Elle constate que la réalisation de ces déviations est assujettie à une forte implication de la part des municipalités de Saint-Paul et de Saint-Leu notamment en termes d'informations et d'adhésion de la population à ces projets.
Elle souligne en outre que ces contournements, qui joueront dans un premier temps un rôle de déviation, présentent à long terme un intérêt en termes de maillage.
Aussi, elle encourage la collectivité régionale à initier une démarche visant à établir un échéancier d'avancement à la fois d'études, de procédures administratives et de travaux avec les 2 communes concernées.
- Le règlement du problème de la maîtrise d'ouvrage dans le cadre de la loi d'orientation sur l'outre-mer
La Commission estime nécessaire de faire évoluer le vide juridique en matière de routes nationales, l'Etat et la collectivité régionale pouvant tous deux, dans le dispositif actuel, se prévaloir maître d'ouvrage pendant les travaux.
Elle regrette que contrairement à la création d'un office des routes à La Réunion, compétent en matière des déplacements, à qui serait délégué la maîtrise d'ouvrage pour l'ensemble des routes, les négociations s'acheminent vers la légalisation de l'intervention de la collectivité régionale comme maître d'ouvrage des routes nationales pendant les travaux, l'Etat assurant ensuite l'entretien et la sécurité.
* Pour les transports publics
- L'observatoire des déplacements
La Commission approuve la création d'un observatoire des déplacements à La Réunion. Cette structure permettra de fournir des données, tenues à jour, qui faciliteront les choix et décisions aux décideurs (en particulier pour l'élaboration du schéma régional des déplacements).
A cet égard, la Commission estime indispensable que les prochaines campagnes d'enquêtes sur les déplacements intègrent une analyse qualitative portant sur la motivation des déplacements des utilisateurs de voitures particulières à La Réunion. Cette donnée présenterait l'avantage :
- De mieux cerner l'origine de la formation des embouteillages, notamment sur l'axe La Possession/Saint-Denis et Sainte-Marie/Saint-Denis et d'individualiser la part des encombrements liés aux trajets domicile-travail et la part relevant d'autres motifs de déplacement.
- De disposer d'informations susceptibles d'éclairer les décideurs sur les actions à mener pour une répartition plus homogène des activités et des services publics sur le territoire.
3 - Intégrer la préservation de notre environnement dans l'ensemble des politiques sectorielles de la Région
La Commission souligne favorablement l'effort réalisé par la collectivité régionale dans le domaine de l'environnement.
Compte tenu de la dégradation de la propreté des sites touristiques, et plus généralement de l'ensemble de l'île, elle encourage la collectivité à joindre aux campagnes d'information et de sensibilisation de la population sur le respect de l'environnement un volet répressif, indispensable pour " responsabiliser " les administrés. La prise de conscience " douloureuse " des mauvais comportements s'avère indispensable pour une véritable politique de réduction des nuisances et de protection de l'environnement.
" COOPERATION REGIONALE "
La Commission prend acte des Orientations Budgétaires du Conseil Régional pour l'exercice 2000 qui s'inscrivent dans la continuité des actions présentées l'année précédente.

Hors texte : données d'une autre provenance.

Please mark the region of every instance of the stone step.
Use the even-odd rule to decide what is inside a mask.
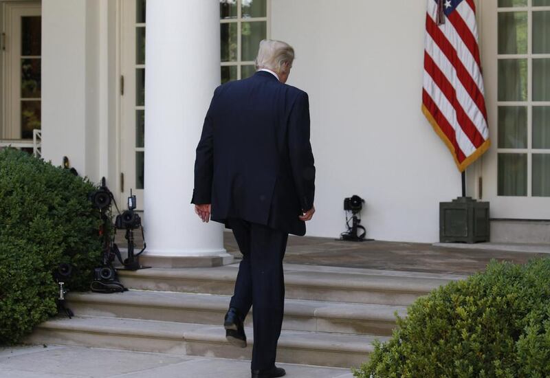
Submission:
[[[239,348],[227,342],[221,326],[75,317],[41,324],[25,342],[250,359],[254,340],[252,329],[247,328],[246,333],[249,345],[246,348]],[[372,352],[374,339],[368,335],[285,330],[279,339],[277,361],[324,366],[358,366]]]
[[[128,288],[159,291],[232,295],[238,264],[211,268],[119,271]],[[286,298],[406,306],[451,280],[463,277],[288,265]]]
[[[218,325],[223,322],[228,296],[130,290],[124,293],[69,293],[67,305],[77,315],[128,318]],[[287,300],[283,329],[390,335],[395,312],[406,307]],[[252,326],[252,317],[246,324]]]

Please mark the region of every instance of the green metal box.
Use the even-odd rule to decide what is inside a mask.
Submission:
[[[439,203],[440,243],[489,241],[489,202],[459,197]]]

Elle note, avec intérêt, la volonté de la collectivité d'appuyer, comme en 1999, sa stratégie sur la valorisation des atouts dont dispose La Réunion dans son environnement régional et qui touchent :
- les infrastructures/activités
portuaires et aéroportuaires
- les TIC
- la recherche/développement
- les énergies renouvelables
- l'éducation/formation
- l'action culturelle.
La Commission a, par rapport à ces différents domaines, deux remarques à formuler :
- Elle estime nécessaire, sur le plan économique, de mener une analyse en terme de marchés (plus qu'en terme de zone avec la distinction entre les pays de 1er, 2ème et 3ème cercle) en identifiant le type de production susceptible d'être exporté (télécommunications,…) avec une réflexion en amont pour une meilleure préparation (en terme de formation notamment) aux débouchés prévisibles.
- Dans une démarche de transparence et de meilleure lisibilité de la politique de la collectivité en matière de coopération régionale, elle souhaiterait disposer d'éléments sur les actions déjà menées dans ces différents secteurs afin de réaliser un 1er bilan en comparant les objectifs prévus aux résultats obtenus lors de l'examen du prochain budget.
La Commission
constate que l'année 1999, déclarée " année de Madagascar " par la collectivité
régionale s'est concrétisée par la mise en place d'actions, notamment dans le
domaine de l'enseignement public agricole, dont l'impact pourra être apprécié
sur le moyen et long terme.
Elle note, avec intérêt,
la volonté du Conseil Régional d'intensifier ses actions sur Madagascar en 2000,
notamment au travers de la coopération décentralisée et un renforcement des
missions de l'ADERM (Agence de Développement des Echanges entre La Réunion et
Madagascar) à d'autres secteurs (éducation/formation, culture, santé, …).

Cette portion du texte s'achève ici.